ANCONA - Con la stagione estiva alle porte e le riaperture in vista delle festività pasquali torna alla ribalta, puntuale come un orologio svizzero, il tema della carenza di personale. Gli imprenditori della ristorazione e del turismo lamentano la scarsità di nuove leve che vogliano approcciarsi al lavoro stagionale, seppure in buona parte dei casi gli stipendi garantiti siano quelli previsti dal Contratto nazionale del lavoro per questo settore. «I giovani non hanno più voglia di lavorare nel weekend e la sera», il leitmotiv ripetuto come un mantra.
Il gap
E che ci sia una falla lo certificano anche i freddi numeri.
Le storie
Come Alberto, 25 anni, un diploma all’istituto alberghiero di Senigallia e già 10 anni di esperienza alle spalle, tra stage non retribuiti e contratti saltuari da cameriere. «Ho la passione per questo lavoro e l’ho sempre avuta, ma l’idea che mi sono fatto in questi 10 anni è che, nonostante gli studi, l’impegno e la bravura che mi viene riconosciuta, o lo stipendio è inadeguato, o i turni lavorativi sono fuori portata». Durante la stagione, spesso il giorno libero non c’è e si lavora su doppi turni. «In nero sono 60-70 euro al giorno.
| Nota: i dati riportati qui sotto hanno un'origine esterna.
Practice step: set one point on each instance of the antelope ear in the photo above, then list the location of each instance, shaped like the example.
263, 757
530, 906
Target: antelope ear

Sotto contratto, in media, scendiamo a 40-50 euro», abbozza un prezzario. E dettaglia le esperienze che gli sono capitate: «In hotel mi chiedevano di fare tre servizi, con pause tra uno e l’altro. Ma da cameriere sai benissimo che gli orari si allungano in base al cliente. Spesso non avevo neanche il tempo di farmi la doccia, quindi di fatto è come lavorare 13 ore al giorno per 4-5 mesi». Ma quando dall’hotel si è spostato in un ristorante, la situazione non è migliorata. «Ho lavorato anche come cameriere in uno stabilimento balneare di Falconara. Il contratto era per uno stage: prendevo 1100 euro per fare i doppi turni, lavorando anche 10-11 ore al giorno per sette giorni. Lo stage ne prevedeva 8-9, quindi di fatto due ore al giorno non mi venivano pagate».
Gli stipendi
Uno stipendio non parametrato alla mole di lavoro, ma se alle stesse condizioni venissero offerti 2000 euro al mese, cambierebbe qualcosa? «Per una stagione sì - la risposta di Palumbo - ma per la seconda stagione non tornerei, perché così non avrei una vita. E anche 2000 euro non sarebbero commisurati al numero di ore che vengono richieste. È un mondo che va avanti di stage e sfruttamento». Ne sa qualcosa Tommaso, 25 anni a giugno, che a malincuore ha deciso di lasciare la professione di cuoco. Diplomato nel 2017 all’alberghiero, «da allora ha iniziato a lavorare nelle cucine, partendo da un ristorante di Senigallia che faceva la stagione. A luglio e agosto arrivavamo a 13-14 ore al giorno, superate nel weekend. Sette giorni su sette, con solo mezza giornata libera. E lo stipendio era di 1400 euro per assistente cuoco».
La pietra tombale
Ma la pietra tombale sulla professione l’ha messa dopo l’esperienza in un locale in zona Marzocca, ora chiuso: «Facevo la stagione, nel 2019, come chef di partita. Dopo il primo mese, non mi hanno più pagato lo stipendio. Quindi mi sono licenziato e ho sporto denuncia. Un’esperienza che mi ha segnato, caratterizzata da stress continuo. Una condizione che finisce per annientare l’essere». Abbandonate le cucine, frequenta ora Biologia all’Università. «Potrei occuparmi di nutrizione. Perché è questa la mia passione: avrei voluto continuare a lavorare nel mondo dell’enogastronomia, ma non ho trovato le condizioni per farlo». Tiene invece duro, nonostante tutto, Sara, 23 anni. Anche lei una lavoratrice delle cucine. «Mi è capitato di fare 40 ore, pagate la metà. E il nero è la prassi. Non è che non abbiamo voglia di lavorare, ma queste non sono le condizioni giuste. Ho studiato per fare questo lavoro: perché non devo essere pagata per quanto valgo? Continuo a farlo perché è un lavoro che adoro, ma molte cose andrebbero riviste». Chi di dovere, inizi a prendere appunti.